Furthermore, two lawsuits — the latter of which is expected Wednesday — will be filed by former Northwestern football players, who remain anonymous. The players claim they were victims of hazing across their years of playing: 2018-22.

Both suits will be filed in Cook County by Salvi, Schostok & Pritchard P.C, named the university, President Michael Schill, former President Morton Schapiro, the Board of Trustees, Athletic Director Derrick Gragg and former head coach Pat Fitzgerald as defendants in the lawsuit; meanwhile, the suit to be filed Wednesday also named former Athletic Director Jim Phillips as a defendant. All defendants were sued in their official capacity, meaning that Northwestern, not the individual defendants, would be liable for damages and have to pay the restitution.

In the complaint already filed with the court, a plaintiff alleges that Fitzgerald “took part in the harassment, hazing, bullying, assault, and/or the abuse of athletes.” The complaint states that the plaintiff is seeking over $50,000 in damages.

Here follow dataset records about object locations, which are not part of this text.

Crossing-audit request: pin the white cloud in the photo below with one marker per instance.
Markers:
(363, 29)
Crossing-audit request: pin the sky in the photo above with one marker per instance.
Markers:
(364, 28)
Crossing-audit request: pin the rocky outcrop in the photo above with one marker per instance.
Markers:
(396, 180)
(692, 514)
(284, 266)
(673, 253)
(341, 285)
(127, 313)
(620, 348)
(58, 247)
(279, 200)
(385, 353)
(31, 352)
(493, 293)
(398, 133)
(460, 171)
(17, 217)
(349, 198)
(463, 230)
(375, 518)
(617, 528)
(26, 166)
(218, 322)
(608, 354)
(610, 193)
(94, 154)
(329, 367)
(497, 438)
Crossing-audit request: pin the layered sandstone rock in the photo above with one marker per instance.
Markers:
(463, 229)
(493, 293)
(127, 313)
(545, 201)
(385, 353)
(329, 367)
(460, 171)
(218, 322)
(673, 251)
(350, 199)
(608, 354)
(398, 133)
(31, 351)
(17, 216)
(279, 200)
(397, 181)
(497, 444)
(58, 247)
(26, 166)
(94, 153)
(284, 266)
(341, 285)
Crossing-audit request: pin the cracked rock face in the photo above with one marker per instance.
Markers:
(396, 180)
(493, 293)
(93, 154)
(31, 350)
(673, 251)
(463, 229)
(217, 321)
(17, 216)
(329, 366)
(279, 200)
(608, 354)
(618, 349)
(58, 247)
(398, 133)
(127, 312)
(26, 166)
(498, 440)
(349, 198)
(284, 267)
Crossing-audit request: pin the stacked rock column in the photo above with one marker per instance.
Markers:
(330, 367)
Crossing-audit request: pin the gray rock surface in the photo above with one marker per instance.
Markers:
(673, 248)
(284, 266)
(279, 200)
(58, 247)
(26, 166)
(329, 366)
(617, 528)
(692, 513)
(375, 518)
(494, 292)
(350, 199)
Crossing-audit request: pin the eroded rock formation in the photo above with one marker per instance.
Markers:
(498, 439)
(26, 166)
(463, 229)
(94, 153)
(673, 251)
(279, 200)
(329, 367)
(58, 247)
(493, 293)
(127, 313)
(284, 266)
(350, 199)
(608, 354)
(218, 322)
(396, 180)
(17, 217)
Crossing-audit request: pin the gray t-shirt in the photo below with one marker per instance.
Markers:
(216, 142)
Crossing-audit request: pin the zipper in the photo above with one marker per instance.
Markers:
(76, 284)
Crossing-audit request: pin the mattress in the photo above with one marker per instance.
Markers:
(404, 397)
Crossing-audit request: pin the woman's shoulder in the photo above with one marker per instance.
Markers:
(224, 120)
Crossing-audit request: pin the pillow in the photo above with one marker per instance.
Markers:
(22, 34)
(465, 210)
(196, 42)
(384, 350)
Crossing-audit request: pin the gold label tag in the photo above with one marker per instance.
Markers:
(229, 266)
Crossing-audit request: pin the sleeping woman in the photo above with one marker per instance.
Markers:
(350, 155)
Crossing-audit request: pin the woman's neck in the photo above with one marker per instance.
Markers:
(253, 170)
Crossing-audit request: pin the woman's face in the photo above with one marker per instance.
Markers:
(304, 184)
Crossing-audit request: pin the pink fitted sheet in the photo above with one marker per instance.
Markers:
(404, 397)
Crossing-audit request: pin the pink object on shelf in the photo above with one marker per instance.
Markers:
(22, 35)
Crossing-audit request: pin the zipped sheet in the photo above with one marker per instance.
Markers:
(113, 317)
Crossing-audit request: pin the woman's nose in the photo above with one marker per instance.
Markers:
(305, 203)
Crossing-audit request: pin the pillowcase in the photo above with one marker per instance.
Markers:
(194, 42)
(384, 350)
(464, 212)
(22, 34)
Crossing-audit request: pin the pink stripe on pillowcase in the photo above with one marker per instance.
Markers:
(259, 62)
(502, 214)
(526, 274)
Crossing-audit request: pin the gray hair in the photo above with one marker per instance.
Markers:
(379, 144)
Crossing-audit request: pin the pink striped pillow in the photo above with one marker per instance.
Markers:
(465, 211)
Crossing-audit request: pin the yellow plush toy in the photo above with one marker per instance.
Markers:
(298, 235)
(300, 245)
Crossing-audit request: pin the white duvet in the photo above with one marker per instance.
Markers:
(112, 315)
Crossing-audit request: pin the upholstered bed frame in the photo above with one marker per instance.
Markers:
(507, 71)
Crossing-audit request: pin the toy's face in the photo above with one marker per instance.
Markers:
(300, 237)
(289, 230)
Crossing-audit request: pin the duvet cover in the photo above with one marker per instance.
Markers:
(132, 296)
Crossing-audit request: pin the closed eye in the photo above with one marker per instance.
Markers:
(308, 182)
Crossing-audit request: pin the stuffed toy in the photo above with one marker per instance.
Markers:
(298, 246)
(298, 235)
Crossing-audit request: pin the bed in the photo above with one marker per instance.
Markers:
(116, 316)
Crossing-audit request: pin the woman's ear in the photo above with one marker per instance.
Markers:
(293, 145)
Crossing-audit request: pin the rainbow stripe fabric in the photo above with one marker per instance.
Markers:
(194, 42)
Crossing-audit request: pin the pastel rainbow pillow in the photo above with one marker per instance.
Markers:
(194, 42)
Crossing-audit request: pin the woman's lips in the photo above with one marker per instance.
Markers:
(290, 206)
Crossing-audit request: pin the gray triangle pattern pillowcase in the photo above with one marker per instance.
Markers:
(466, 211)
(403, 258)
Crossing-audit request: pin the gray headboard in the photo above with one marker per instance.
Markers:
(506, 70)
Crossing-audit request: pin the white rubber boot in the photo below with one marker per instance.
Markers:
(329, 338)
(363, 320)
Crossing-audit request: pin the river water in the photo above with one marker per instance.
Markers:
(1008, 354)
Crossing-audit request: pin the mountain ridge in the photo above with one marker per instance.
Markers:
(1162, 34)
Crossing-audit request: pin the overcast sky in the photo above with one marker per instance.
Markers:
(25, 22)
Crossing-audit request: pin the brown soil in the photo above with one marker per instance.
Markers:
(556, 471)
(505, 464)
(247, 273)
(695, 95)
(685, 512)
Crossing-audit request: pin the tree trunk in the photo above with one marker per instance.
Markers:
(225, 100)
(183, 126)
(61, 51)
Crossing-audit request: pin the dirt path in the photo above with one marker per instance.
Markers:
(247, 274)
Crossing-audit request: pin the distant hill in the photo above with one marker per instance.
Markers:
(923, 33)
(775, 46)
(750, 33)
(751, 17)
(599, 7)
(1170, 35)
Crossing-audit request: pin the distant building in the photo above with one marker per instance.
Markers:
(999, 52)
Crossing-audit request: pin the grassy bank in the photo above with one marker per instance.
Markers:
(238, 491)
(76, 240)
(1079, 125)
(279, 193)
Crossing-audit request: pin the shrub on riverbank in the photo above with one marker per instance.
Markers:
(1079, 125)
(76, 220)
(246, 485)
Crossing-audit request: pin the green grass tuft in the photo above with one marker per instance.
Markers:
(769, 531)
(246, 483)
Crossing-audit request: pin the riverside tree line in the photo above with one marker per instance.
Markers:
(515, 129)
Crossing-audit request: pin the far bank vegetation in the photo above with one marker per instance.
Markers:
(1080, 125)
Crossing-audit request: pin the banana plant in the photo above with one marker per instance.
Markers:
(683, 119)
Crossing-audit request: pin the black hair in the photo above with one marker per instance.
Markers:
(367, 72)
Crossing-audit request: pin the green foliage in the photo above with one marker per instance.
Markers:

In a Wednesday press conference, attorney Patrick Salvi Jr. claimed that there are troubling allegations inside the Northwestern baseball, softball, volleyball and cheerleading programs as well as football. In particular, Salvi shared that hazing inside NU volleyball “appears to have led to the cancellation of a game.”

Further, the lawyers mentioned that ArentFox Schiff, the external firm hired by Northwestern, has a “close relationship” with the school’s general counsel office, and demanded the full details of Hickey’s investigation be shared.

“It’s not just one program. It’s not just one coach,” attorney Parker Stinar said.

In addition to lawsuits on behalf of former Northwestern student-athletes, Fitzgerald has engaged in simultaneous legal action. The former head coach has retained attorney Dan Webb “to take the necessary steps to protect my rights in accordance with the law.”

Webb told ESPN’s Adam Rittenberg that Fitzgerald was fired for cause, meaning that Northwestern would not have to pay out the $42 million remaining on his contract. Webb says that there were major breaches of contract by NU towards the former ‘Cats’ head coach, and that he is evaluating possible litigation.

“We look forward to defending Coach Fitzgerald and taking all steps to protect his legal rights, name, and reputation,” Webb said in a statement on Tuesday.